La mémoire des vertus familiales nous aide à comprendre. Nous-mêmes avons connu, et connaissons encore, les miracles qui peuvent se produire quand une mère a un regard et de l’attention, de la sollicitude et des soins pour les enfants d’autrui, en plus des siens. Jusqu’à hier, une mère suffisait pour tous les enfants de la cour! Et nous savons également bien quelle force acquiert un peuple dont les pères sont prêts à agir pour protéger les enfants de tous, car ils considèrent les enfants comme un bien commun, qu’ils sont heureux et orgueilleux de protéger.

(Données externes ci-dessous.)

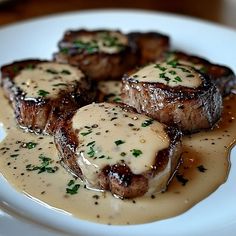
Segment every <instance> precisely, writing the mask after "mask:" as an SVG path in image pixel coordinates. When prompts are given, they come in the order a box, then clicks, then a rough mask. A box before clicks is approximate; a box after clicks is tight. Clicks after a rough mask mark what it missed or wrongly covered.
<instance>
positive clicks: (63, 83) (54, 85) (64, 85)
mask: <svg viewBox="0 0 236 236" xmlns="http://www.w3.org/2000/svg"><path fill="white" fill-rule="evenodd" d="M52 86H54V87H58V86H67V84H66V83H58V84H53V85H52Z"/></svg>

Aujourd’hui, de nombreux contextes sociaux dressent des obstacles à la convivialité familiale. C’est vrai, aujourd’hui cela n’est pas facile. Nous devons trouver la manière de la récupérer. A table on parle, à table on écoute. Pas de silence, ce silence qui n’est pas le silence des moniales, mais qui est le silence de l’égoïsme, où chacun pense à soi, ou à la télévision ou à l’ordinateur… et on ne parle pas. Non, pas de silence. Il faut retrouver cette convivialité familiale, tout en l’adaptant à l’époque. On dirait que la convivialité est devenue quelque chose que l’on achète et qui se vend, mais ainsi c’est aussi une autre chose. Et la nourriture n’est pas toujours le symbole d’un juste partage des biens, capable d’atteindre celui qui n’a ni pain ni affection. Dans les pays riches, nous sommes poussés à dépenser pour une nourriture excessive, et ensuite nous le sommes à nouveau pour remédier à l’excès. Et cette « affaire » insensée détourne notre attention de la faim véritable, du corps et de l’âme. Quand il n’y a pas de convivialité, l’égoïsme est présent, chacun pense à lui-même. D’autant plus que la publicité l’a réduite à une langueur pour un goûter et à une envie de petits gâteaux. Alors qu’un grand nombre, trop de nos frères et sœurs ne peuvent pas s’asseoir à table. C’est un peu une honte !

Regardons le mystère du banquet eucharistique. Le Seigneur rompt son Corps et verse son Sang pour tous. Il n’y a vraiment aucune division qui puisse résister à ce Sacrifice de communion ; seule l’attitude de fausseté, de complicité avec le mal peut exclure de celui-ci. Toute autre distance ne peut résister à la puissance sans défense de ce pain rompu et de ce vin versé, Sacrement de l’unique Corps du Seigneur. L’alliance vivante et vitale des familles chrétiennes, qui précède, soutient et embrasse dans le dynamisme de son hospitalité les difficultés et les joies quotidiennes, coopère avec la grâce de l’Eucharistie, qui est en mesure de créer une communion toujours nouvelle avec sa force qui inclut et qui sauve.

La famille chrétienne montrera précisément ainsi l’ampleur de son véritable horizon, qui est l’horizon de l’Église Mère de tous les hommes, de tous ceux qui sont abandonnés et exclus, dans tous les peuples. Prions pour que cette convivialité familiale puisse croître et mûrir pendant le temps de grâce du prochain jubilé de la miséricorde.